Why is SGA so much more segregated? I mean, I don't think this is entirely a bad thing--I don't want my flist flooded with Sheppard/Weir stories, and I doubt the Sheppard/Weir shippers want a gazillion McKay/Sheppard stories on their friends pages, either. But is it just me, or is it extremely hard to organize activities that include all sides of fandom? Take [livejournal.com profile] reel_sga. The response to that has been great...but as pairings go, not very diverse. In terms of my personal reading habits, that's fine, but I had kind of hoped that there'd be more pairings represented. And maybe there still will be. That would be cool.

(Speaking of one nice bit of pairing diversity, I really loved this [livejournal.com profile] reel_sga entry: McKay/Ford art by [livejournal.com profile] deani_bean. It's the tie thing. That's awesome, and that transcends OTP-loyalty [and I say this as someone who is mockably OTPish at times]. Which is cool, no?)

Anyway, the Bulwer-Lytton thing is different, because of course it is not pairing-centric: it's mostly about mocking style and usage, although certain tropes have been fun to mock, too. It's about bad writing, but it's also about amusing and clever writing, and seeing what you can do in the space of a sentence. That's something everybody can appreciate, right?

So I guess what I'm wondering is, where are the het shippers? (Again, please correct me if they're around and I've just been too dumb to notice.) And I just don't mean, why aren't they here, responding to this--what is here is awesome, and I'm not like, demanding more people participate, omg. I just mean, I've been in this fandom for almost a year now--how have we managed not to interact at all? Of course, part of this may be me--I'm certainly not trolling [livejournal.com profile] john_elizabeth, because why would I want to? So I'm also not saying, "Sheppard/Weir peeps! Why aren't you over at [livejournal.com profile] mckay_sheppard? We've got a hot tub, come hang out!" Because seriously, why would they want to? But the fact that there's little-to-no crossover is just astonishing to me.

Maybe it's just that we have a situation that's more like X-Files fandom than Buffydom. Back in the old days, I was rabid about MSR, and I just didn't go anywhere near the slash. (Or Scully/Skinner, or whatever else there was.) I can't remember very well, but I think I was actively afraid of those unfamiliar corners of the net, and that included any of the projects "those people" may have been involved in.
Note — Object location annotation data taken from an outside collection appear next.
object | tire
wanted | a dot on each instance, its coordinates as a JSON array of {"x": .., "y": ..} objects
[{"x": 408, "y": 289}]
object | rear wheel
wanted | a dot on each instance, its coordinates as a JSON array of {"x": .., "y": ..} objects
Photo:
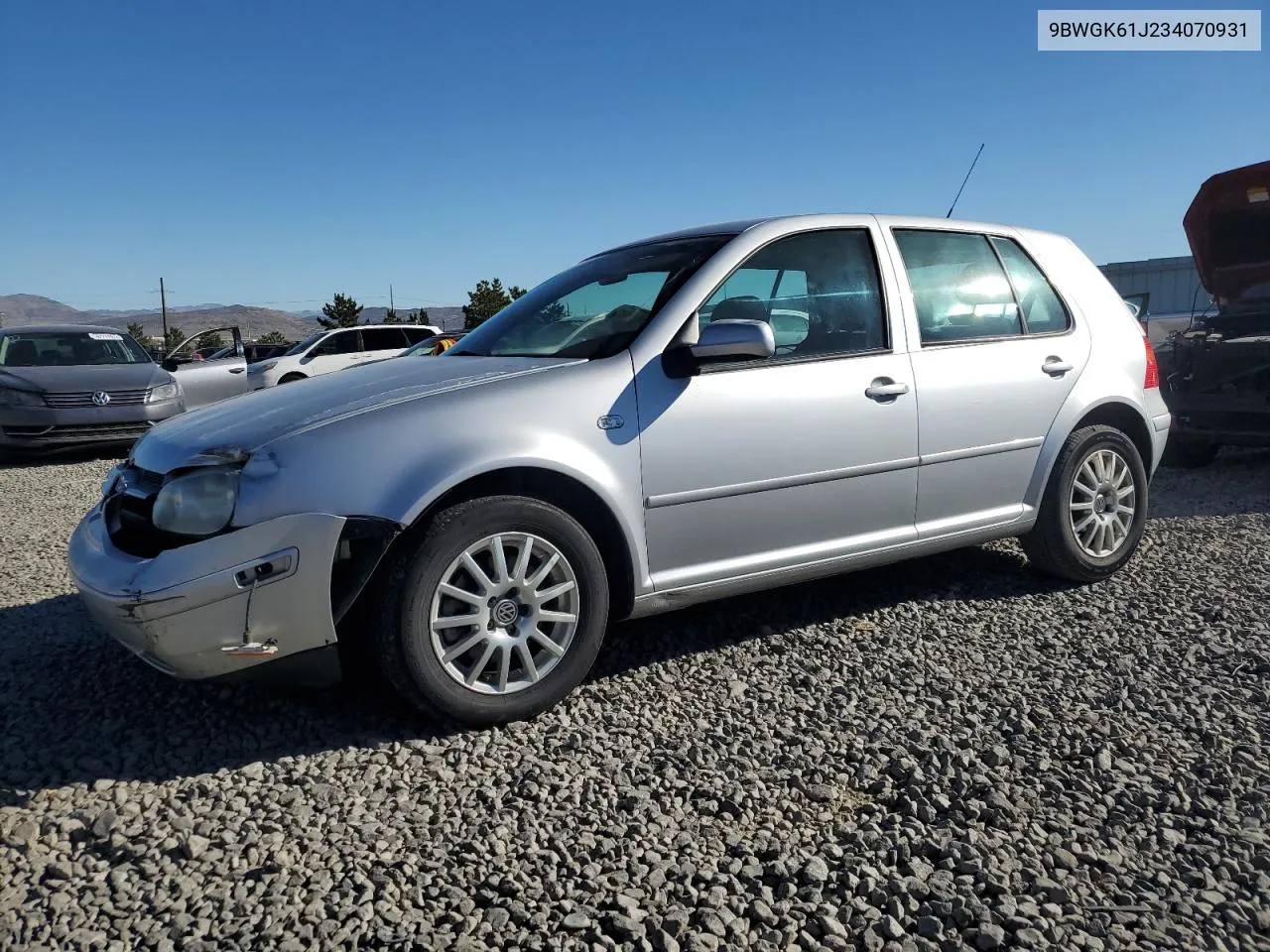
[
  {"x": 497, "y": 613},
  {"x": 1189, "y": 453},
  {"x": 1093, "y": 509}
]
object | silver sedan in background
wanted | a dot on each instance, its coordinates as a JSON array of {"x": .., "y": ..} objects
[{"x": 631, "y": 436}]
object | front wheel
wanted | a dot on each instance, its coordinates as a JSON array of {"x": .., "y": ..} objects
[
  {"x": 497, "y": 615},
  {"x": 1093, "y": 509}
]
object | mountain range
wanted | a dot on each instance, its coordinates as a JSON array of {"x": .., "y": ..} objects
[{"x": 26, "y": 309}]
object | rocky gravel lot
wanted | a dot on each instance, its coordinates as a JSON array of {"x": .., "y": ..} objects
[{"x": 943, "y": 756}]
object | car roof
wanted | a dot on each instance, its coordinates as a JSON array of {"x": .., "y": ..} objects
[
  {"x": 363, "y": 326},
  {"x": 893, "y": 221},
  {"x": 62, "y": 329}
]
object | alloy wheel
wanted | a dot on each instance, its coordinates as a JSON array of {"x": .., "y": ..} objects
[
  {"x": 1102, "y": 503},
  {"x": 504, "y": 613}
]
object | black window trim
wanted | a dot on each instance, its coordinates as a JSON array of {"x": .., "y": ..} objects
[
  {"x": 997, "y": 338},
  {"x": 753, "y": 363}
]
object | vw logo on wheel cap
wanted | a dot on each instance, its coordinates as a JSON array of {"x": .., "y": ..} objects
[{"x": 506, "y": 612}]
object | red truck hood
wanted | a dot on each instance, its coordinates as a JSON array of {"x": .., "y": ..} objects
[{"x": 1228, "y": 229}]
Of course, I think this may have had MUCH more to do with the fact that I was 14 than with my shipping preferences, but could there possibly be some connection? What I'd like to know is, do most people on the het end of fandom see even a name associated with slash and immediately go, "Avoid! Avoid! Avoid!"? Which, I hasten to say, would be totally their right. But I realize, I don't even know anyone over there that I could ask.

I'm not saying that there needs to be some sort of cross-ship dialogue, because I think those things tend to end in angry glaring at best. Possibly, just ignoring each other is the best way to avoid conflict, and I'm all for avoiding conflict. I'm just surprised there isn't some sort of neutral zone, some shaded area at the center of the Giant Venn Diagram of Fandom Life. Why do you think that is?

(no subject)

Date: 2006-07-13 07:11 pm (UTC)
From: [identity profile] roaringmice.livejournal.com
Absolutely true. It's easier to write for characters that have something behind them, that feel real to their reality, even if they aren't to ours. Usually in SciFi, that means the male characters get written, the female don't. Because the writing of female characters on SciFi shows sucks.

The difference is Joss Whedon: Buffy and Firefly both had female characters that felt like people, not like "women written by men". There was more there to latch on to and play with.

(no subject)

Date: 2006-07-13 07:16 pm (UTC)
ext_108: Jules from Psych saying "You guys are thinking about cupcakes, aren't you?" (Default)
From: [identity profile] liviapenn.livejournal.com
Usually in SciFi, that means the male characters get written, the female don't. Because the writing of female characters on SciFi shows sucks.

Hm, but is that really the case on SGA? Not that it's the bestest most feminist show ever, but we know far more about Elizabeth's background and life on Earth, for instance, than we do about John's. And I think Teyla is a very strong character.

(no subject)

Date: 2006-07-13 07:30 pm (UTC)
From: [identity profile] trinityofone.livejournal.com
I love Teyla. (And I think that may be due more to Rachel Luttrell than to the writers, but the same could be said of John and Joe Flanigan.) I wish there were more Teyla fic. Or really, more Rodney/Teyla fic. Er.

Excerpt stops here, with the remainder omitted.